Os artigos 58, inciso III, e 67, caput e § 1º, da Lei nº 8.666/93, nessa mesma linha, impõem expressamente à Administração Pública contratante o poder-dever de fiscalizar o cabal e oportuno cumprimento de todas as obrigações assumidas pelo contratado que foi selecionado no procedimento licitatório, incluindo as trabalhistas, em relação aos seus empregados que prestarem serviços, como terceirizados, ao ente público, in verbis:

"Art. 58 O regime jurídico dos contratos administrativos instituído por esta Lei confere à Administração, em relação a eles, a prerrogativa de:

(...)

III - fiscalizar-lhes a execução;"

"Art. 67 A execução do contrato deverá ser acompanhada e fiscalizada por um representante da Administração especialmente designado, permitida a contratação de terceiros para assisti-lo e subsidiá-lo de informações pertinentes a essa atribuição.

§ 1º O representante da Administração anotará em registro próprio todas as ocorrências relacionadas com a execução do contrato, determinando o que for necessário à regularização das faltas ou defeitos observados".

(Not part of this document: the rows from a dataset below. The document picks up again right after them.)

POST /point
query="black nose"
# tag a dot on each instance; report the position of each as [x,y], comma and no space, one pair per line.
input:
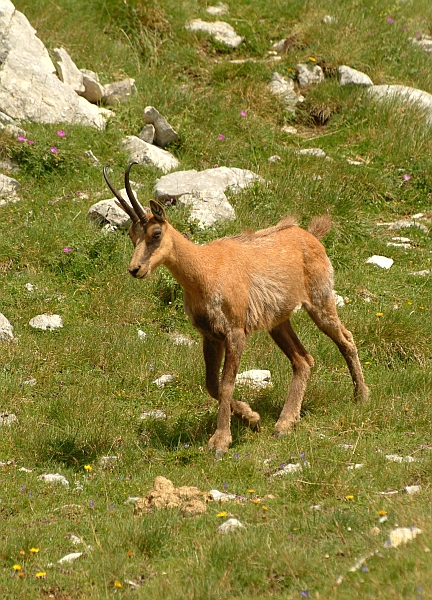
[134,271]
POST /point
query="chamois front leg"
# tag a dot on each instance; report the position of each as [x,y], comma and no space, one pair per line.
[234,346]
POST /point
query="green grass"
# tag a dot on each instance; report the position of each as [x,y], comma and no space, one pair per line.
[94,377]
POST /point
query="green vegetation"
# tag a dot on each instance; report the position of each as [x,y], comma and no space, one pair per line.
[94,376]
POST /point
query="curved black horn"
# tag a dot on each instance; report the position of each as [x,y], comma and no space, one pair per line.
[128,209]
[137,206]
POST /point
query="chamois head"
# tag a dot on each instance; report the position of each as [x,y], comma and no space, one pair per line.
[147,232]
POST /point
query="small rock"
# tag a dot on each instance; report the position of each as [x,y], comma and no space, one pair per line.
[54,478]
[219,9]
[221,496]
[349,76]
[290,130]
[148,155]
[8,418]
[181,340]
[309,74]
[256,378]
[400,459]
[284,89]
[163,380]
[164,133]
[230,525]
[69,558]
[67,70]
[93,90]
[107,462]
[401,536]
[118,91]
[412,489]
[380,261]
[312,152]
[147,134]
[6,330]
[288,469]
[46,322]
[404,224]
[153,414]
[222,32]
[92,157]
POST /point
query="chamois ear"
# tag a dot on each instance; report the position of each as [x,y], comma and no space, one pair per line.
[158,211]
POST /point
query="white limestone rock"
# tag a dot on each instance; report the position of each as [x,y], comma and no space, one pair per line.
[347,76]
[8,418]
[230,525]
[308,74]
[220,179]
[424,42]
[219,9]
[67,71]
[380,261]
[284,89]
[403,94]
[149,155]
[207,208]
[8,190]
[6,330]
[93,90]
[164,133]
[119,91]
[147,134]
[29,87]
[46,322]
[401,536]
[221,31]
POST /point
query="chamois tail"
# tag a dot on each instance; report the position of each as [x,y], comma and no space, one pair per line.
[320,226]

Ademais, a matéria foi expressamente regulamentada no âmbito da Administração Pública Federal pela Instrução Normativa nº 2, de 30/04/2008, do Ministério do Planejamento, Orçamento e Gestão (MPOG), alterada pela Instrução Normativa nº 3/2009, do mesmo Ministério.

A referida Instrução Normativa nº 2/2008 do MPOG impõe à Administração Pública Federal contratante o dever de fiscalizar o adimplemento das obrigações trabalhistas pelas empresas contratadas em relação a seus trabalhadores terceirizados, desde as fases de abertura e de desenvolvimento do procedimento licitatório e da celebração do resultante contrato administrativo.

Logo, esses dispositivos devem ser interpretados e aplicados de forma conjunta e sistemática com o artigo 71, § 1º, da mesma norma. Como decorrência, a ausência efetiva do exercício dessa prerrogativa e da adoção de providências quanto às eventuais irregularidades, tende a caracterizar a culpa pela ausência de fiscalização efetiva dos atos praticados pela empresa contratada na realização direta da prestação do serviço.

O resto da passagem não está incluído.